Mercure, J.
Appeal from an order of the Supreme Court (Lynch, J.), entered June 27, 1994 in Schenectady County, which, in a proceeding pursuant to RPTL article 7, granted respondents’ motion for summary judgment dismissing the petition.
Petitioner previously commenced RPTL article 7 proceedings to contest the assessment of its property in the Town of Glenville, Schenectady County, for the tax years 1987-1988 through 1991-1992. Those proceedings were resolved in No*793vember 1991, and the parties entered into a written stipulation of settlement, inter alia, fixing the assessment on the property for the 1988-1989 to 1990-1991 tax years at $3,275,000, referred to as the "normal” or "base” assessment, and for the 1992-1993, 1993-1994 and 1994-1995 tax years at $2,900,000. With regard to the latter tax years, the instrument further provides that, in the event of a "general reassessment of all or substantially all of the tax lots in [the] Town for any of [the] tax years, the assessment * * * shall be $2,900,000 multiplied by the announced ratio of assessed value to full value”. Finally, the agreement prohibits petitioner from contesting the 1992-1993 to 1994-1995 assessments of the property "provided that the assessment of such property is not increased from that provided in this stipulation”, the only qualification being that if a portion of the property is demolished or destroyed by fire or other casualty loss and the assessor fails to "reduce the assessment in accordance with statutory provisions”, petitioner is entitled to bring an RPTL article 7 proceeding for such relief. Petitioner nonetheless brought this RPTL article 7 proceeding to contest its 1993-1994 assessment. Respondents moved to dismiss the proceeding as barred by the November 1991 stipulation. Petitioner countered that, because of a reduction in the State equalization rate from 100% to 72.65%, there has been a 37% increase in the effective assessment of the property, an event not contemplated by the parties to the stipulation. Finding that the stipulation, which was drafted by petitioner, clearly and unambiguously barred the proceeding, Supreme Court granted respondents’ motion. Petitioner now appeals.
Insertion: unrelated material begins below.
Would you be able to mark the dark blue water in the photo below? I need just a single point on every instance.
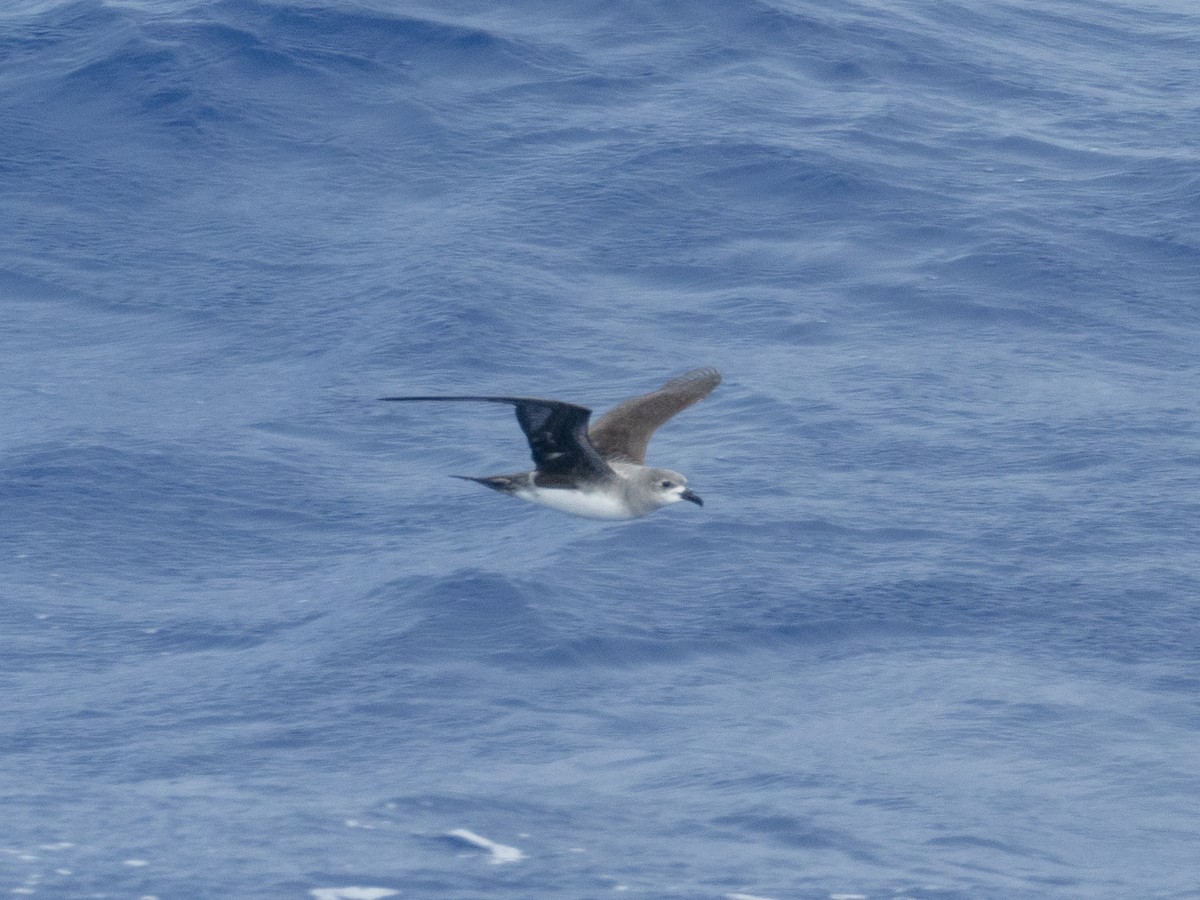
(934, 633)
We affirm. Although not one of the contingencies stated in the parties’ stipulation has occurred, by its imaginative redefinition of the word "assessment” (see, RPTL 102 [2]; 522 [2]; compare, RPTL 102 [19]) to mean "full market value”, petitioner would have us grant it precisely the relief the contract limits to the case of a Town-wide reassessment, i.e., reduction of the stipulated assessment in direct proportion to the change in the announced ratio of assessed value to full value, upon a showing of nothing more than a decrease in the applicable State equalization rate. Fundamentally, "[a] court may not rewrite into a contract conditions the parties did not insert” (Marine Assocs. v New Suffolk Dev. Corp., 125 AD2d 649, 652) or, under the guise of construction, "remake a contract to implement an unexpressed intention” (22 NY Jur 2d, Contracts, § 190, at 26; see, Slatt v Slatt, 64 NY2d 966).
*794Cardona, P. J., Mikoll, Casey and Peters, JJ., concur. Ordered that the order is affirmed, without costs.